Gli scavi di Pompei non finiscono mai di riservare sorprese: grazie ad un esame del DNA  ed una tac effettuate recentemente si è scoperto che le due figure abbracciate scoperte ad inizio novecento dall’archeologo Vittorio Spinazzola e da sempre ritenute due donne, in realtà sono due uomini.
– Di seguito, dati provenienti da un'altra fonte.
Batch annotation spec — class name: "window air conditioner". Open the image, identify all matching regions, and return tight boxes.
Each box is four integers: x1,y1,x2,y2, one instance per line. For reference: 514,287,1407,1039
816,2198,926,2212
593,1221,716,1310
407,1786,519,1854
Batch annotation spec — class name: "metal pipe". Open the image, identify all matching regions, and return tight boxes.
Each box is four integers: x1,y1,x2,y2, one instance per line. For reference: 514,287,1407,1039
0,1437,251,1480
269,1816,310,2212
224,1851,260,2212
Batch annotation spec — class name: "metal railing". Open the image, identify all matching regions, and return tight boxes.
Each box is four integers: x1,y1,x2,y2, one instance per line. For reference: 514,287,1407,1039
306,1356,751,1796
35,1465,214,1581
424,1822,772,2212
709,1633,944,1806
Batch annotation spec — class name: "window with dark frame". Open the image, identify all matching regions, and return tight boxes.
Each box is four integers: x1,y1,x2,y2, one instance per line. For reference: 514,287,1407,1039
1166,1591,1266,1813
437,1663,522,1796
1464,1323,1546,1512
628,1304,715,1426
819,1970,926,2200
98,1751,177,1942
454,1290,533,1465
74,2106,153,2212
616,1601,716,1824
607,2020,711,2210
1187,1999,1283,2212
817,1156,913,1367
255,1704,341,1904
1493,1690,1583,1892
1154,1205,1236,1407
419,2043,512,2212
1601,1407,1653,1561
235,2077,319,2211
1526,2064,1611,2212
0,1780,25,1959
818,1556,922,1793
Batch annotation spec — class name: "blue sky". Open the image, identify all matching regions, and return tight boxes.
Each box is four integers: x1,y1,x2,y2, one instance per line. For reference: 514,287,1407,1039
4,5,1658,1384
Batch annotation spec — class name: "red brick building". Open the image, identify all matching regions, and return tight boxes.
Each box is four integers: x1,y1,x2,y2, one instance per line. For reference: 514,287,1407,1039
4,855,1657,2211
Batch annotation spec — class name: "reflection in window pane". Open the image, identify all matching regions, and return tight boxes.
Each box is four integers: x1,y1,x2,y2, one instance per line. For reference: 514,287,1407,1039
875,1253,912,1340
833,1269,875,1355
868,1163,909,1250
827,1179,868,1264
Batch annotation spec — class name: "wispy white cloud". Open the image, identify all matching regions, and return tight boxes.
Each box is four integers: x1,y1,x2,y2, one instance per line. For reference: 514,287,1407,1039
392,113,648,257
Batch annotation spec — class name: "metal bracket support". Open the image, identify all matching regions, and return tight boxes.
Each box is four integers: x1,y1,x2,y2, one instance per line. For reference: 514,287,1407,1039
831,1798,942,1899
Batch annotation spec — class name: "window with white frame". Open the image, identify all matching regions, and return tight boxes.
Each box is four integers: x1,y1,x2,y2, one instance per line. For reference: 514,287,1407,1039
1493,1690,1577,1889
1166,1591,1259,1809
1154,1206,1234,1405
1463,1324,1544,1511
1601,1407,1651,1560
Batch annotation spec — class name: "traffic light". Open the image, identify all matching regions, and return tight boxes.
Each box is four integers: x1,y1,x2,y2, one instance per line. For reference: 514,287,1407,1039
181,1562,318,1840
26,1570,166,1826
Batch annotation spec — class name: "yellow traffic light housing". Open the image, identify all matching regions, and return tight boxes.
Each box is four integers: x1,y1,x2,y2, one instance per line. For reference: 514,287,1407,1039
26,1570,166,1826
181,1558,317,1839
Le prime reazioni alla divulgazione della scoperta effettuata dal direttore generale della Sovrintendenza, Massimo Osanna, sono state di clamore, con molti dei presenti che hanno suggerito che si potesse trattare di due amanti omosessuali.

La posizione in cui si trovavano i due uomini nel momento in cui la cenere vulcanica li ha immobilizzati per sempre, sembra in effetti suggerire tale ipotesi, ma Osanna nicchia sulle supposizioni, lasciando un legittimo dubbio sulla possibilità che i due fossero amanti: “Non si può dire”, e quando gli fanno notare come la posizione in cui si trovavano suggerisce proprio questo lui risponde: “Certo, ma è difficile averne la certezza”.

Che si tratti o meno di due amanti, il calco della Casa del Criptoportico ha permesso di fare un ulteriore passo avanti sullo studio delle abitudini di questa città vero e proprio specchio della vita al tempo dell’Impero romano, come sottolinea lo stesso archeologo: “Pompei non finisce mai di stupire”.